Johnny Hansen ist der Vorsitzende der Sektion Fischereiwirtschaft der Internationalen Transportarbeiter-Föderation (ITF). Für ihn ist die schockierende Behandlung dieser Ghanaer durch einen dänischen Reeder nur ein weiteres Beispiel dafür, dass Sklaverei in modernen Zeiten weiter existiert, oftmals vor aller Augen entlang den Küsten von Ländern, die stolz sind auf ihre Menschenrechtsbilanz.

"Dies zeigt, dass es auch im Jahr 2020 Sklaverei auf Fischereifahrzeugen gibt und dass eine solche Behandlung von Fischereibeschäftigten überall möglich ist," so Hansen.

Die Bekämpfung von Sklaverei und Menschenrechtsverletzungen in der Fischereiwirtschaft sei für die ITF weiterhin ein Schwerpunkt ihrer Arbeit, erklärt er.

"In Irland betreiben wir eine Kampagne zur Unterstützung von Arbeitsmigrant*innen im Fischereisektor, mit der wir ihre Menschen- und Arbeitsrechte einfordern und die Menschen, die sie ausbeuten, zur Rechenschaft ziehen. Viele der Ausgebeuteten kommen aus Nord- und Westafrika, darunter einige aus Ghana. Wir mussten sogar die irische Regierung vor Gericht verklagen, damit sie endlich etwas gegen dieses wachsende Problem in ihren eigenen Gewässern unternimmt."

"Die Regierungen müssen mehr tun. Es reicht nicht aus, dass das US-Außenministerium in diesem Jahr ein Land wie Irland beschuldigte, 'die Abschreckung geschwächt, zur Straffreiheit von Menschenhändlern beigetragen und Bemühungen untergraben habe, Opfer zu Zeugenaussagen zu bewegen'. Unserer Meinung nach macht sich zum Komplizen, wer zu moderner Sklaverei schweigt," so Hansen.
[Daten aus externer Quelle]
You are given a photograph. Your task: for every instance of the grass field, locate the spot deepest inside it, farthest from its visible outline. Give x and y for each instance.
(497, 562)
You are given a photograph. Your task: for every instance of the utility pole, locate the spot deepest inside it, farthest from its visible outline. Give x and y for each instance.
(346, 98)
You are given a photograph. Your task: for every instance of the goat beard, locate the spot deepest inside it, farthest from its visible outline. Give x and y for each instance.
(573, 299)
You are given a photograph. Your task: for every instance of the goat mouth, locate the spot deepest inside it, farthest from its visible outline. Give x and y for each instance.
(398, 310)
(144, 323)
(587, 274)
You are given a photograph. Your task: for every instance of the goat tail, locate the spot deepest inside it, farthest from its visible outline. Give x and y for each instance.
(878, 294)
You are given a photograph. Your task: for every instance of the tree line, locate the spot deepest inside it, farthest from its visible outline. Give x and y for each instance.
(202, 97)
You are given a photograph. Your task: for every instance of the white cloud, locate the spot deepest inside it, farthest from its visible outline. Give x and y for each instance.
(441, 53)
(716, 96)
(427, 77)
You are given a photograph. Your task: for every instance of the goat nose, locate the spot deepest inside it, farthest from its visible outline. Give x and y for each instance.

3F ist ein dänische Gewerkschaft, die die Ghanaer dabei unterstützte, Freiheit und Gerechtigkeit zu erlangen. Sie ist der ITF angeschlossen.

 

Bericht von Anna Birch-Schmidt, Fotos von Michael Drost-Hansen für Fagbladet 3F. Die Sicht der ITF wurde hinzugefügt. Wiederveröffentlichung mit freundlicher Genehmigung.